Joint species distribution modeling is attracting increasing attention in the literature these days, recognizing the fact that single species modeling fails to take into account expected dependence/interaction between species. This short paper offers discussion that attempts to illuminate five noteworthy technical issues associated with such modeling in the context of plant data. In this setting, the joint species distribution work in the literature considers several types of species data collection. For convenience of discussion, we focus on joint modeling of presence/absence data. For such data, the primary modeling strategy has been through introduction of latent multivariate normal random variables.
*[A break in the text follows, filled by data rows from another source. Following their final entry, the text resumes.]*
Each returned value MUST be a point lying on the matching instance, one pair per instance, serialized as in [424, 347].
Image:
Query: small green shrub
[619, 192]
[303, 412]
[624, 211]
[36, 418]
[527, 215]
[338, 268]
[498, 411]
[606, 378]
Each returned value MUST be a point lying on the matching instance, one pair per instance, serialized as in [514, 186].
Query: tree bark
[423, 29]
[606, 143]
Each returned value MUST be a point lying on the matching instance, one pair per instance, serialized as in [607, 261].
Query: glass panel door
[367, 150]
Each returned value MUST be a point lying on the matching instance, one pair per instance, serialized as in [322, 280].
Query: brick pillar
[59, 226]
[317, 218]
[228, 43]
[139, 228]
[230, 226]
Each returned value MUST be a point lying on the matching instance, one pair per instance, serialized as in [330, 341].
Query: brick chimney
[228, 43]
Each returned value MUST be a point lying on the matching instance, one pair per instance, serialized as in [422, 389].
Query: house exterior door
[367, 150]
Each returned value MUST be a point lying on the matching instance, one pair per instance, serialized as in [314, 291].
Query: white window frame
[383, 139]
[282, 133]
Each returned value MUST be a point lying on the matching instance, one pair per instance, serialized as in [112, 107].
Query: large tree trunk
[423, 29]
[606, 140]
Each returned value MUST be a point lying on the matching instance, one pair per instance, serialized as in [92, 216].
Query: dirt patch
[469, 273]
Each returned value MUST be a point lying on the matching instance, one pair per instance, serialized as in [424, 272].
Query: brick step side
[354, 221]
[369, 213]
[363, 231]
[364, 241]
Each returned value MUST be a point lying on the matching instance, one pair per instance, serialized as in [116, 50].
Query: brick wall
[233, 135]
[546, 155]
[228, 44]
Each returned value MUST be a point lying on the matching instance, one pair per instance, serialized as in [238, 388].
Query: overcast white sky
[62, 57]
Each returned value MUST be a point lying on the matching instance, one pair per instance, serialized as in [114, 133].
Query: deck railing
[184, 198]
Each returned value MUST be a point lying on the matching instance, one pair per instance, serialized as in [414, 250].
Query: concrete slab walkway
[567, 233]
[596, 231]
These issues address the following: (i) how the observed presence/absence data is linked to the latent normal variables as well as the resulting implications with regard to modeling the data sites as independent or spatially dependent, (ii) the incompatibility of point referenced and areal referenced presence/absence data in spatial modeling of species distribution, (iii) the effect of modeling species independently/marginally rather than jointly within site, with regard to assessing species distribution, (iv) the interpretation of species dependence under the use of latent multivariate normal specification, and (v) the interpretation of clustering of species associated with specific joint species distribution modeling specifications.
It is hoped that, by attempting to clarify these issues, ecological modelers and quantitative ecologists will be able to better appreciate some subtleties that are implicit in this growing collection of modeling ideas. In this regard, this paper can serve as a useful companion piece to the recent survey/comparison article by [33] in Methods in Ecology and Evolution.